But this does not quite exhaust the matter since we have already encountered two complications. The first, to which I will return presently, concerns the fact that some people’s knowledge, however, rooted in a lifetime of experience, may be ignored by others. I gave the example of Deaf adults commonly ignored by the parents of newly diagnosed hearing-impaired children. The second complication is that experiential knowledge has acquired applications other than in the context of personal coping. It comes into play when representatives of patient organizations are invited to help determine, for example, the quality of care available to people suffering from rheumatoid arthritis, or future priorities in cancer research. Caron-Flinterman, Broerse and Bunders looked at this specifically. Experiential knowledge, for them, arises when the lived experiences of individual patients “are converted, consciously or unconsciously, into a personal insight that enables a patient to cope with individual illness and disability”. (Caron-Flinterman, Broerse, and Bunders Citation2005, 2576). They go on to introduce the idea of “utility in context”. If patients’ experiential knowledge proves useful in a given context (e.g. “development of individual coping strategies, the mutual understanding and mental support of fellow sufferers, and individual health care decision making”), then it can be considered valid within that context. The evaluative criterion is thus “validity” and this corresponds to utility, though within a given context.

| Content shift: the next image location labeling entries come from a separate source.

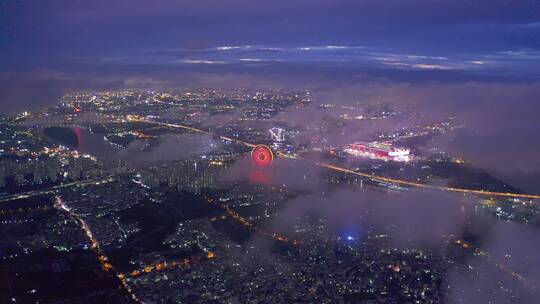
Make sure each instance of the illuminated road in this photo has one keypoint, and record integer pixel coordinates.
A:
(52, 190)
(103, 260)
(362, 174)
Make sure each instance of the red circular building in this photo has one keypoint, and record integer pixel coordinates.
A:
(262, 156)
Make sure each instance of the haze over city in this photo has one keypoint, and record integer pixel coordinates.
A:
(278, 152)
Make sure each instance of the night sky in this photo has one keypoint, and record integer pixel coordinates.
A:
(487, 37)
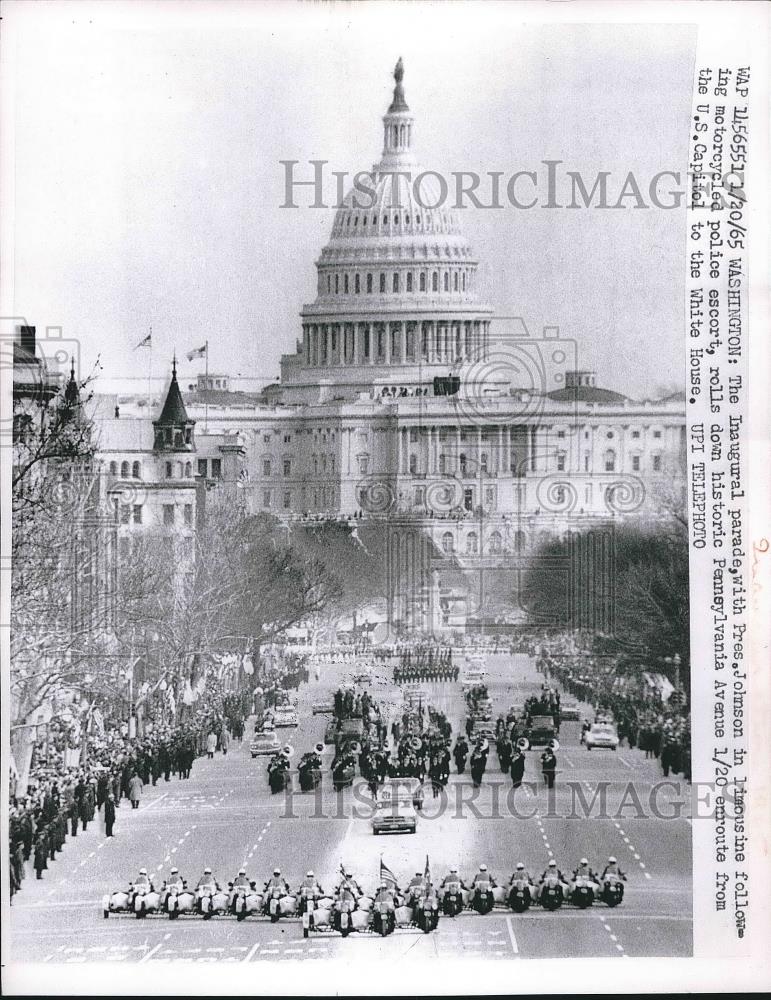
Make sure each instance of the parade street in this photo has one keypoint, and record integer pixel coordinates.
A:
(225, 817)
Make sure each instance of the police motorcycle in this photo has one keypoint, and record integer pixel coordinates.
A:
(384, 911)
(209, 898)
(612, 880)
(244, 898)
(583, 887)
(140, 898)
(452, 894)
(279, 777)
(276, 892)
(482, 899)
(143, 897)
(309, 894)
(345, 903)
(309, 768)
(520, 890)
(176, 898)
(552, 894)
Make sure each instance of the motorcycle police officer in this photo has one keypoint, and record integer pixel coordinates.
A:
(584, 870)
(277, 882)
(612, 869)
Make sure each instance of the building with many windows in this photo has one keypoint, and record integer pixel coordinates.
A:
(404, 400)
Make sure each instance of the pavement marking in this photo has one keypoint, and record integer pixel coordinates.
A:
(512, 935)
(149, 955)
(154, 802)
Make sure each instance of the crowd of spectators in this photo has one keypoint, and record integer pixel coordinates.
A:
(61, 799)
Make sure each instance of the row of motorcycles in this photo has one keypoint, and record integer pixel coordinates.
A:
(349, 909)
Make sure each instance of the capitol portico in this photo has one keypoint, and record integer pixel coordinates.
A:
(401, 401)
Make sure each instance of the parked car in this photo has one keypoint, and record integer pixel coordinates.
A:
(601, 735)
(264, 743)
(394, 815)
(541, 731)
(285, 716)
(410, 789)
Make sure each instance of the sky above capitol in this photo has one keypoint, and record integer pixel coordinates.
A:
(148, 184)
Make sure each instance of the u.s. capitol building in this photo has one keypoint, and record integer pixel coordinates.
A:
(405, 399)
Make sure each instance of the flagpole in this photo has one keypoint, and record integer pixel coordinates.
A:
(206, 396)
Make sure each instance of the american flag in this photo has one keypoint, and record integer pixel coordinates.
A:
(386, 875)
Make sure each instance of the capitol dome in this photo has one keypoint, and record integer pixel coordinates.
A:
(397, 281)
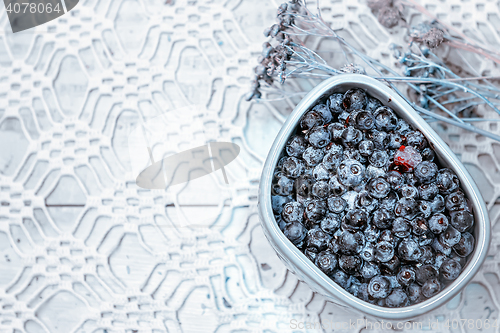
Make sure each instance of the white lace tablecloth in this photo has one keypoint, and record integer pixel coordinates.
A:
(83, 249)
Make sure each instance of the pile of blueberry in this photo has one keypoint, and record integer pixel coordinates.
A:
(359, 192)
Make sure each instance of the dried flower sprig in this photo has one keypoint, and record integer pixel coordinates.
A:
(431, 82)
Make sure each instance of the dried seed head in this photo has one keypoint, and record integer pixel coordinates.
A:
(389, 17)
(433, 38)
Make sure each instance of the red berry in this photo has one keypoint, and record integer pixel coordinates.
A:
(407, 157)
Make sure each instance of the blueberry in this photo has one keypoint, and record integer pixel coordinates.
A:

These authors also refer to the possibility of this knowledge being shared. “When patients share experiential knowledge, the communal body of knowledge exceeds the boundaries of individual experiences … ” But what is this sharing? If patient A’s experience only becomes a resource for patient B insofar as B can identify with A, in what sense is sharing possible? Is it like adding books to a library, so that a visitor may choose one that he or she feels they might find profitable? Or is more involved … for example, might it relate to the experiences of individuals rather as a generalization or hypothesis in science relates to the results of individual trials or experiments? Is it like the kind of idealization that goes into drawing a diagonal line through the middle of a cloud of points that are scattered about it, thus ignoring outliers? Madeleine Akrich studied the ways in which experiences related to childbirth were collected and aggregated in internet-based “epistemic communities”. Her interpretation is that, indeed, a process of abstraction is involved, independent of the personal identification of A with B.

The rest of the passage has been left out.